Читаем без скачивания Семь смертных грехов, или Психология порока для верующих и неверующих - Юрий Щербатых
Шрифт:
Интервал:
Закладка:
Очень точно и психологически верно уныние описал Михаил Зощенко в своей автобиографической повести «На восходе солнца». В ней он писал: «Я стремился к людям, меня радовала жизнь, я искал друзей, любви, счастливых встреч… Но я ни в чем этом не находил себе утешения. Все тускнело в моих руках. Хандра преследовала меня на каждом шагу. Я был несчастен, не зная почему. Но мне было восемнадцать лет, и я нашел объяснение. «Мир ужасен, — подумал я. — Люди пошлы. Их поступки комичны. Я не баран из этого стада». Конечно, я знал, что бывают иные взгляды — радостные, даже восторженные. Но я не уважал людей, которые были способны плясать под грубую и пошлую музыку жизни. Такие люди казались мне на уровне дикарей и животных. Все, что я видел вокруг себя, укрепляло мое воззрение. Поэты писали грустные стихи и гордились своей тоской. «Пришла тоска — моя владычица, моя седая госпожа», — бубнил я какие-то строчки, не помню какого автора. Мои любимые философы почтительно отзывались о меланхолии. «Меланхолики обладают чувством возвышенного», — писал Кант. А Аристотель считал, что «меланхолический склад души помогает глубокомыслию и сопровождает гения». Но не только поэты и философы подбрасывали дрова в мой тусклый костер.

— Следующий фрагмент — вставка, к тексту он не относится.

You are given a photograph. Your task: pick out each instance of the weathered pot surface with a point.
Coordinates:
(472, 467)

Короче говоря, я стал считать, что пессимистический взгляд на жизнь есть единственный взгляд человека мыслящего, утонченного, рожденного в дворянской среде, из которой и я был родом. Значит, меланхолия, думал я, есть мое нормальное состояние, а тоска и некоторое отвращение к жизни — свойство моего ума. И, видимо, не только моего ума. Видимо — всякого ума, всякого сознания, которое стремится быть выше сознания животного. Очень печально, если это так. Но это, вероятно, так. В природе побеждают грубые ткани. Торжествуют грубые.

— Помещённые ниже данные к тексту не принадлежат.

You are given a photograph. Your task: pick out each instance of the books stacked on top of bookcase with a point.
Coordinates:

Так думал я в свои восемнадцать лет. И я не скрою от вас, что я так думал и значительно позже. Но я ошибался, и эта ошибка мне тогда чуть не стоила жизни. Я хотел умереть, так как не видел иного исхода. Осенью 1914 года началась мировая война, и я, бросив университет, ушел в армию, чтоб на фронте с достоинством умереть за свою страну, за свою Pодину. Однако на войне я почти перестал испытывать тоску. Она бывала по временам. Но вскоре проходила. И я на войне впервые почувствовал себя почти счастливым.

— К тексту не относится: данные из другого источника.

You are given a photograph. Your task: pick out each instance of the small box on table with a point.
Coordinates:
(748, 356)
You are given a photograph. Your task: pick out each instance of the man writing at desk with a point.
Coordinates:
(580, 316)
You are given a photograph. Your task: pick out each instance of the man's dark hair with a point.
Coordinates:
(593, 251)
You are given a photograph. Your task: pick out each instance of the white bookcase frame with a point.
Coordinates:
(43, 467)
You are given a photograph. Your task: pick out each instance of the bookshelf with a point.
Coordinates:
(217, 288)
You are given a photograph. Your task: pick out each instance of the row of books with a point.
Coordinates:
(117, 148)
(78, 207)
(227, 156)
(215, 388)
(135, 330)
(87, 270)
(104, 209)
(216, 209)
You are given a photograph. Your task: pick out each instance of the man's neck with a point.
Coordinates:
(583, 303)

В начале революции я вернулся в Петроград. Я не испытывал никакой тоски по прошлому. Напротив, я хотел увидеть новую Россию, не такую печальную, как я знал. Я хотел, чтобы вокруг меня были здоровые, цветущие люди, а не такие, как я сам, — склонные к хандре, меланхолии и грусти. Никаких так называемых «социальных расхождений» я не испытывал. Тем не менее я стал по-прежнему испытывать тоску.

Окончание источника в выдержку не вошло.